American neuroscientist

Steven A. Hillyard (born in California in 1942) is an American cognitive neuroscientist and distinguished professor of neurosciences emeritus at the University of California, San Diego. He is well known for his use of human EEG and ERP recordings to investigate mechanisms of perception, attention, and cognition, and is widely considered a founder of human cognitive neurophysiology and cognitive neuroscience.

==Education and career==
Hillyard received a B.S. in 1964 in Biology at the California Institute of Technology (Caltech) where he conducted research in the laboratory of Roger Sperry, before receiving his Ph.D. in psychology from Yale University in 1968 under mentorship from Robert Galambos. Thereafter he joined the faculty of the University of California, San Diego, in the Department of Neurosciences.

==Research==
Hillyard's research began by investigating the contingent negative variation and hemispheric specialization in the brain. His seminal work on the neural mechanisms of auditory and visual selective attention demonstrated that early stages of cortical sensory processing are modulated by what a person attends or ignores. In 1980, Hillyard discovered, along with Marta Kutas, the N400 event related potential component that is an index of semantic processing in the human brain.

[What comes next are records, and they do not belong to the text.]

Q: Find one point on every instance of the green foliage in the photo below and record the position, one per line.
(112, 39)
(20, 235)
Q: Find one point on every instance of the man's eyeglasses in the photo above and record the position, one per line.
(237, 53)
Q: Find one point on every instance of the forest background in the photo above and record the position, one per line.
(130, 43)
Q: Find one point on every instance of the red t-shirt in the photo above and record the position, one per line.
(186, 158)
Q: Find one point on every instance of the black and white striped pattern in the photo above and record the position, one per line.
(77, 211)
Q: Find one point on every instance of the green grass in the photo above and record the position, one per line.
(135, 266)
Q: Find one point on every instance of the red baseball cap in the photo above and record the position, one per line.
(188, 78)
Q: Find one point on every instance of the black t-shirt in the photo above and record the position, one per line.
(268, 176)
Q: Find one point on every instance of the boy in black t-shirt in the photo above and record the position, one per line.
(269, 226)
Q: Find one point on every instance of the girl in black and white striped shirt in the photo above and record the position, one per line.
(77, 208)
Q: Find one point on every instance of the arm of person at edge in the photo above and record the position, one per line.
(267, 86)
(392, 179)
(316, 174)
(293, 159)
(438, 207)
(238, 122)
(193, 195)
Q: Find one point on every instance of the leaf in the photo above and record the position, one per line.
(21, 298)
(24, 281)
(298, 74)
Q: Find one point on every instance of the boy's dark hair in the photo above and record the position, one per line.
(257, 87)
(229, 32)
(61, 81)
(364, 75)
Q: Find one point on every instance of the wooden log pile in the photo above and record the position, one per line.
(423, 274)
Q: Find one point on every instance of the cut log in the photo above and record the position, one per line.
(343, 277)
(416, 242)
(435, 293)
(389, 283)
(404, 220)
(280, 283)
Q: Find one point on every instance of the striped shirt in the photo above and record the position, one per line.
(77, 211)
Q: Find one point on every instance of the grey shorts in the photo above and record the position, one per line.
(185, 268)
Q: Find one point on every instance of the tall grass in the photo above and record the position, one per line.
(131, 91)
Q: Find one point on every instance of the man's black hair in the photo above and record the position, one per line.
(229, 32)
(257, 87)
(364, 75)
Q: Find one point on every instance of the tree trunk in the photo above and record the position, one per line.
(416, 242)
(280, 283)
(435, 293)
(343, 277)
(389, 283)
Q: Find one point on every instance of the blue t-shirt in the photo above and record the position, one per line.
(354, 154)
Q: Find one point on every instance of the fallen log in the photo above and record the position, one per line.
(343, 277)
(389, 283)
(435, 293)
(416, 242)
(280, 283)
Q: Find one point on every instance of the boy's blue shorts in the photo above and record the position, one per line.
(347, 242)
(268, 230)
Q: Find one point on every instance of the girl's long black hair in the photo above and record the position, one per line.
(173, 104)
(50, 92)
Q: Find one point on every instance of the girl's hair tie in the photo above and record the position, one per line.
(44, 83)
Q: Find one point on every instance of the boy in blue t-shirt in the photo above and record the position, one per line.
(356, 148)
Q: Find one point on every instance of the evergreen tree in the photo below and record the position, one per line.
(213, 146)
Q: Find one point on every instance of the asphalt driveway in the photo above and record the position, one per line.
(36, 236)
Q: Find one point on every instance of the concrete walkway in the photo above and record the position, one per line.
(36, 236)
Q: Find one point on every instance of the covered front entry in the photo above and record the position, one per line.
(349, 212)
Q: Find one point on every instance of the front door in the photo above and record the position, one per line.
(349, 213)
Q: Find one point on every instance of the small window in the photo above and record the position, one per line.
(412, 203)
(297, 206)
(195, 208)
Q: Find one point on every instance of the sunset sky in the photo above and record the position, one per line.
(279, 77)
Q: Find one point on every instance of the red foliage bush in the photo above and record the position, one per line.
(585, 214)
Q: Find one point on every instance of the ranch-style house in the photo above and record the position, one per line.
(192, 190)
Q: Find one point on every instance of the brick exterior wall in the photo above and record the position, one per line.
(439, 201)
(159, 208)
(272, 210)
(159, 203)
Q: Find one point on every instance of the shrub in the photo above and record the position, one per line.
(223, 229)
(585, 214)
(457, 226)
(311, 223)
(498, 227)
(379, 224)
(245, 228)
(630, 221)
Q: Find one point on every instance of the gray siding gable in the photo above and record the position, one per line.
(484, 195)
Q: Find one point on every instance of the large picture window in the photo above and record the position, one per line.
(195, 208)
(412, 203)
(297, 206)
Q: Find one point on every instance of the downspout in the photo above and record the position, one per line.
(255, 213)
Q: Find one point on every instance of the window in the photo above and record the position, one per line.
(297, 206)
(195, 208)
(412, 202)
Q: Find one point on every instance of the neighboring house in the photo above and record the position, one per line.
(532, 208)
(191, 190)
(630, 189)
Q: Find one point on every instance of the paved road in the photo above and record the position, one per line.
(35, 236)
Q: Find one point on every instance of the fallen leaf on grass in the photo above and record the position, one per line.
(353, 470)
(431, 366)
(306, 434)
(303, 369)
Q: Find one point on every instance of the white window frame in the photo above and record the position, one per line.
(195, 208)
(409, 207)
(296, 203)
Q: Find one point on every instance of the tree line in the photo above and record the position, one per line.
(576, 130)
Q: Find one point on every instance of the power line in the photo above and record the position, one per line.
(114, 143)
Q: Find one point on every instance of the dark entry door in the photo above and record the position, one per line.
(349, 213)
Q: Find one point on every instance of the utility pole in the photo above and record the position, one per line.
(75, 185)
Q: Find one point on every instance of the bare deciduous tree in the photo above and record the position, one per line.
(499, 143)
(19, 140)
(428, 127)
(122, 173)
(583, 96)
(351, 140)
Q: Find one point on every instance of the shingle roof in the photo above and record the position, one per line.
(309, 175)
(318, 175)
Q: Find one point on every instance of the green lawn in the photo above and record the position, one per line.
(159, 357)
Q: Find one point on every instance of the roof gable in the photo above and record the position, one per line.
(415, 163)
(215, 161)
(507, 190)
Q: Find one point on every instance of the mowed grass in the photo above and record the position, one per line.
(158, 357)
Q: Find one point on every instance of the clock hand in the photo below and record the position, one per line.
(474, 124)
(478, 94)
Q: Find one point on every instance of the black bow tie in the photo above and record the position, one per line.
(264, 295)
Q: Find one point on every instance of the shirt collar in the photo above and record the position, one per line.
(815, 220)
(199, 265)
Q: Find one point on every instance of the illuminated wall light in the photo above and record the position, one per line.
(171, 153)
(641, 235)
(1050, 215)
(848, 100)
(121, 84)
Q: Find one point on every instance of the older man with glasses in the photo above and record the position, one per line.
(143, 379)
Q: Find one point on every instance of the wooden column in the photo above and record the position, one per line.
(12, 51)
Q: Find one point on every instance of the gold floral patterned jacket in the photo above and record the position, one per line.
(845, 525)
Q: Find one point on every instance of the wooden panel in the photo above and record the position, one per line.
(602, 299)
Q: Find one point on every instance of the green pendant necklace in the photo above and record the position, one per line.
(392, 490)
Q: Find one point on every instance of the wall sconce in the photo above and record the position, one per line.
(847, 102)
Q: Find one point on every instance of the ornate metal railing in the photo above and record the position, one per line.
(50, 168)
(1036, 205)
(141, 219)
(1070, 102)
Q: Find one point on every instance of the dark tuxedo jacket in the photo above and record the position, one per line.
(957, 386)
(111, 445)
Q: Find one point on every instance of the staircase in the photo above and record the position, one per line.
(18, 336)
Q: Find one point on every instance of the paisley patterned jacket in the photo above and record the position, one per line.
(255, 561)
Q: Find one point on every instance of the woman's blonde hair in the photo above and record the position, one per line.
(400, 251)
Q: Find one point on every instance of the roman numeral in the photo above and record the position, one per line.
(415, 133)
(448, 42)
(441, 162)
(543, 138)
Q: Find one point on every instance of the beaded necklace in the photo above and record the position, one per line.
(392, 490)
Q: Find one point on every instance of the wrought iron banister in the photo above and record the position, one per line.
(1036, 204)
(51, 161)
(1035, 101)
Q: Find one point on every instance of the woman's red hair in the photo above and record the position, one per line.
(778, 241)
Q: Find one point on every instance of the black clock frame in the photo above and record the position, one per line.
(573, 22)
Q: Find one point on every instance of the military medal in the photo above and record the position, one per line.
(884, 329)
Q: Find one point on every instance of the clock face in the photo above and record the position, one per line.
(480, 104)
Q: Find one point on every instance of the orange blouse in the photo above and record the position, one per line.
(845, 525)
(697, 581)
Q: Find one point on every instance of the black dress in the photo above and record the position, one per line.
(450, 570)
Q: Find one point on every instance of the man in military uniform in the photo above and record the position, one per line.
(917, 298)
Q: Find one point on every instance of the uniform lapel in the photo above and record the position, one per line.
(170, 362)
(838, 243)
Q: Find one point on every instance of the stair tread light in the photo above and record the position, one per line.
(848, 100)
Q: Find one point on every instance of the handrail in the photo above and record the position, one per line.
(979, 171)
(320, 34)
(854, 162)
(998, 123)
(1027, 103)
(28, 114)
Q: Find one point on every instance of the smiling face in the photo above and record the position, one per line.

In studies in split-brain patients with Michael Gazzaniga, he has also contributed much to our understanding of how the two hemispheres of the brain control attention and process language. Hillyard has over 280 publications which have received over 87,000 citations.

==Awards and honors (selected)==
- 1985 - Fellow, American Association for the Advancement of Science (AAAS)
- 1990 - NIMH MERIT Award
- 1999 - Award for Distinguished Contributions to Psychophysiology, Society for Psychophysiological Research (SPR)
- 2006 - George A. Miller Prize in Cognitive Neuroscience, Cognitive Neuroscience Society (CNS)
- 2013 - Elected a Member of the American Academy of Arts & Sciences.